The Battle of Salerno was a conflict in 923 between the Carolingian Empire and the League of Napoli. Following the loss of Benevento, the League of Napoli consolidated its armies, allowing them to hold out against the Carolingians for about a year. Following several breaches in their defenses, however, the League of Napoli began to retreat more and more before the Carolingians were able to invade their capital city in 923. The Battle of Salerno is generally seen as the end of the Italian Wars.

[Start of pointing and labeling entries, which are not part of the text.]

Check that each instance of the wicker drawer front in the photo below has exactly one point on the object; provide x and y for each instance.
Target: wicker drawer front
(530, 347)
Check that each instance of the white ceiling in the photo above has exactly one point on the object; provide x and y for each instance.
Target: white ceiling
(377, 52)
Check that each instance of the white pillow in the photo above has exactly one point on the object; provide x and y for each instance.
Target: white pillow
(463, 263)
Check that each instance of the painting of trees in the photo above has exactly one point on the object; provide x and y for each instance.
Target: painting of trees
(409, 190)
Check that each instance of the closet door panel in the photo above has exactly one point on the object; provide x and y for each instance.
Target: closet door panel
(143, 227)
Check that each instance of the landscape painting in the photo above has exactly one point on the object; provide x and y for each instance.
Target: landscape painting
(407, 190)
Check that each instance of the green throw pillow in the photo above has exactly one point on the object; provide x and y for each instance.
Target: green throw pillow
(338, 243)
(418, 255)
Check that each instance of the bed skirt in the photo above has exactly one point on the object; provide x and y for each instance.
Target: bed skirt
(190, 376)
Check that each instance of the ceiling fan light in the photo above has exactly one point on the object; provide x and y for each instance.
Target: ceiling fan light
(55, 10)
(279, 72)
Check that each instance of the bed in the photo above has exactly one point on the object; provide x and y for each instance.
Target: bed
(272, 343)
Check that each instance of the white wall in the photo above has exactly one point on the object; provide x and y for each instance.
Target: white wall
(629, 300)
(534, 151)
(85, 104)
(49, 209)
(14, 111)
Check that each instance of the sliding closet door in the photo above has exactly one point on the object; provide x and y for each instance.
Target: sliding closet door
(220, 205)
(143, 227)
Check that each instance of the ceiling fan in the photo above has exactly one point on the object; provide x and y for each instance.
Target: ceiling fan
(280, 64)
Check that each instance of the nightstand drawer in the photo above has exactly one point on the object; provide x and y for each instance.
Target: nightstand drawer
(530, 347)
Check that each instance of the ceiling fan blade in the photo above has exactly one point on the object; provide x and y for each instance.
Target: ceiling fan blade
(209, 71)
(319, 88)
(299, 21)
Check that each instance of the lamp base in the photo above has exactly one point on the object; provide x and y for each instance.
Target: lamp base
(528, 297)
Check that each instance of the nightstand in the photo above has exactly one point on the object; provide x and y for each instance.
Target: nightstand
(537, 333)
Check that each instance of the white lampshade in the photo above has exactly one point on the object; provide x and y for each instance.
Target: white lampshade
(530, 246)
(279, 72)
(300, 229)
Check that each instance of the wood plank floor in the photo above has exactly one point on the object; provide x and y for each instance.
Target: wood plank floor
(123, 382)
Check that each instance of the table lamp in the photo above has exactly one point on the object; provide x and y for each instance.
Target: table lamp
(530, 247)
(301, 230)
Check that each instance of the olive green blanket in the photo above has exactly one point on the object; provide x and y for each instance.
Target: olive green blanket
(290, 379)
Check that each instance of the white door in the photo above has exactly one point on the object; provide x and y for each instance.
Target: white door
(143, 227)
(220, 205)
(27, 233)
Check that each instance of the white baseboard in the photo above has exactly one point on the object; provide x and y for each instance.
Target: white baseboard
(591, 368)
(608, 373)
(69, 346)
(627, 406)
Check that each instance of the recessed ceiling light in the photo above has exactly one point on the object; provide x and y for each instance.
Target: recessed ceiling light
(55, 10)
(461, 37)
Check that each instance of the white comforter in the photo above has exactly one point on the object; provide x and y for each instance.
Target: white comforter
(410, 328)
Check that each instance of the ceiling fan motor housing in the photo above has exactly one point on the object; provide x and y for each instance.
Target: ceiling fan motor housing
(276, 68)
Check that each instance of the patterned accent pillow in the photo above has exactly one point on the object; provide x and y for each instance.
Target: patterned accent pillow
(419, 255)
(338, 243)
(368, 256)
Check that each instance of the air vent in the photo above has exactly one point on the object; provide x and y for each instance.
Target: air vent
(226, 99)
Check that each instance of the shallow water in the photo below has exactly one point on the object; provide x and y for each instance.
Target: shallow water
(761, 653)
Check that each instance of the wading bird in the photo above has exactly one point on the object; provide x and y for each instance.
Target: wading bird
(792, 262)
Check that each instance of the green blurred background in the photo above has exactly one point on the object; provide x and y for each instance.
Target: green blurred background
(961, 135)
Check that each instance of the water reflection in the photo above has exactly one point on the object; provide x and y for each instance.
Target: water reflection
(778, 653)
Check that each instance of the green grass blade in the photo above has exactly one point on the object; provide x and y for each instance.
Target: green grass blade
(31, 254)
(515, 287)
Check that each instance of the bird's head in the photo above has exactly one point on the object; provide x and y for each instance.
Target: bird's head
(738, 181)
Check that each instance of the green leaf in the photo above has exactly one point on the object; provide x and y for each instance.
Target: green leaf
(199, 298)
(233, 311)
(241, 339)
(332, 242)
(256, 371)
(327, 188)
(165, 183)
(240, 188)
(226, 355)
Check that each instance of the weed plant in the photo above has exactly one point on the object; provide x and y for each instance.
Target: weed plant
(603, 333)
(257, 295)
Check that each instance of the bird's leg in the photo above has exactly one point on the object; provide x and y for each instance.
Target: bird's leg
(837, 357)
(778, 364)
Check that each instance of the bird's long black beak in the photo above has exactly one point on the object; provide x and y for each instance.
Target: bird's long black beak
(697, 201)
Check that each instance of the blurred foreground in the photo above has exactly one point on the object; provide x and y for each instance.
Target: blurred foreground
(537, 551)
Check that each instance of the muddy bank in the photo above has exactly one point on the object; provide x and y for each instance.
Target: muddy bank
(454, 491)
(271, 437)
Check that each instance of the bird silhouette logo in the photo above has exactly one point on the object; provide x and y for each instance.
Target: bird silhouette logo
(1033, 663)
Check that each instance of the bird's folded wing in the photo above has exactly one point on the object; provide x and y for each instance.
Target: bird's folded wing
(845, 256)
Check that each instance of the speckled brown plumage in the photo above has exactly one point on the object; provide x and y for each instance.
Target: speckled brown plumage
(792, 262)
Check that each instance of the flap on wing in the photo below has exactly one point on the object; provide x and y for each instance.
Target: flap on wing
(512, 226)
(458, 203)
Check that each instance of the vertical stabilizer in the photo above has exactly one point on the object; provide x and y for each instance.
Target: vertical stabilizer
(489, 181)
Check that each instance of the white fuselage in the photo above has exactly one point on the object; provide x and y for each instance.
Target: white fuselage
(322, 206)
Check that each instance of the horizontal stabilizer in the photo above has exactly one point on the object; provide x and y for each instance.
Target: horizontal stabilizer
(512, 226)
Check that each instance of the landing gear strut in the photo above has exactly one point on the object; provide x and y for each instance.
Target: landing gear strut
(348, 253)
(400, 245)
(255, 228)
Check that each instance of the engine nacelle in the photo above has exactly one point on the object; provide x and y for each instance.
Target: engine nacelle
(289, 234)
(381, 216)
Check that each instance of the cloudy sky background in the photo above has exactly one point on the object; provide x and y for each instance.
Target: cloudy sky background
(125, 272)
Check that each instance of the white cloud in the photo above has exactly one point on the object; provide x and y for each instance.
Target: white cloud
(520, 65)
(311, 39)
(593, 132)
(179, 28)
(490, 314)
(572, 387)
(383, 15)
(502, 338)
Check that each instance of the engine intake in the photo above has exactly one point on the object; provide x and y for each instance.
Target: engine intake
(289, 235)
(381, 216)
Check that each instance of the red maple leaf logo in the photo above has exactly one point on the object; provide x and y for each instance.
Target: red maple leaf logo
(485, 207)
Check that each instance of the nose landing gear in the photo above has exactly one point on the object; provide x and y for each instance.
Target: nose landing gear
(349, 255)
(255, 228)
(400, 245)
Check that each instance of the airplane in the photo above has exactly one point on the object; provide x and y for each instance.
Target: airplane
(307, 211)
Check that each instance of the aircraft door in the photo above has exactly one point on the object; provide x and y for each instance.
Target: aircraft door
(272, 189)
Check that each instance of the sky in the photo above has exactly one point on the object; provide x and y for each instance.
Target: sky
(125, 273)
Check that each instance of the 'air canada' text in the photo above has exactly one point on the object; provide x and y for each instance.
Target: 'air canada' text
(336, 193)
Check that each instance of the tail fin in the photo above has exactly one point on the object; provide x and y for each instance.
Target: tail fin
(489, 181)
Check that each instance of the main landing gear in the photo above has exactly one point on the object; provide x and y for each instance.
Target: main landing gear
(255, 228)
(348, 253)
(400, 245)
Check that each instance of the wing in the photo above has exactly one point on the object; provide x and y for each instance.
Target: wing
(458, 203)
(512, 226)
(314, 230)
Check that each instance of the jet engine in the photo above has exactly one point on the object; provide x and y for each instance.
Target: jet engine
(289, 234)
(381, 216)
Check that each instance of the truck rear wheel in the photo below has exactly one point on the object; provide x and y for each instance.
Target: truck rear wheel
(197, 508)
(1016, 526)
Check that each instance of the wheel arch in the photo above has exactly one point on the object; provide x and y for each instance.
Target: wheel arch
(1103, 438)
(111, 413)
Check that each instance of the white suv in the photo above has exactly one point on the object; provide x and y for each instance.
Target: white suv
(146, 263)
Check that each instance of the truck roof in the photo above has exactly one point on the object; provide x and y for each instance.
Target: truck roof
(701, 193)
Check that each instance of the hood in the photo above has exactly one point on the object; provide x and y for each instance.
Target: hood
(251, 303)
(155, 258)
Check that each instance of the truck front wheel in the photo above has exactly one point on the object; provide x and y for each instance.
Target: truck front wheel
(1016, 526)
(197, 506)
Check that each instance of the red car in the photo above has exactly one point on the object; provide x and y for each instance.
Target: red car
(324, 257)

The defense of the northern Napolitan borders was relatively successful for the League of Napoli for a year. While the defenses were sometimes breached, the Carolingians were distracted with taking back the southern Ravenna territories and protecting them from Sicilian attacks. In January of 923, however, the Carolingians began increasing the brunt of their attacks, leading to successful invasions of the League's northern borders. As towns fell, the League rallied back to Salerno. In March, the Carolingians attacked Salerno, the head city of the League of Napoli.
Salerno was attacked on several sides. A naval invasion from the Tyrrhenian Sea along with an invasion from the north occurred on the last day of March, 923. The Carolingians set fire to the northern parts of the city while the harbor suffered minimal damage as the Carolingians intended to protect the harbor. The League of Napoli was unable to send in reinforcements, resulting in the quick fall of Salerno. By the end of the day, the League of Napoli had lost its capital. Atenulf III was executed the following day.
Following the loss of Salerno, the League of Napoli became a loose conglomeration of rebelling cities and towns for the next year. Overall, the League had ceased to be a real threat to the Carolingian presence in Italy. In 924, following prolonged invasions by the Carolingians and threats by the Sicilian Emirate, the League surrendered officially to the Carolingian Empire.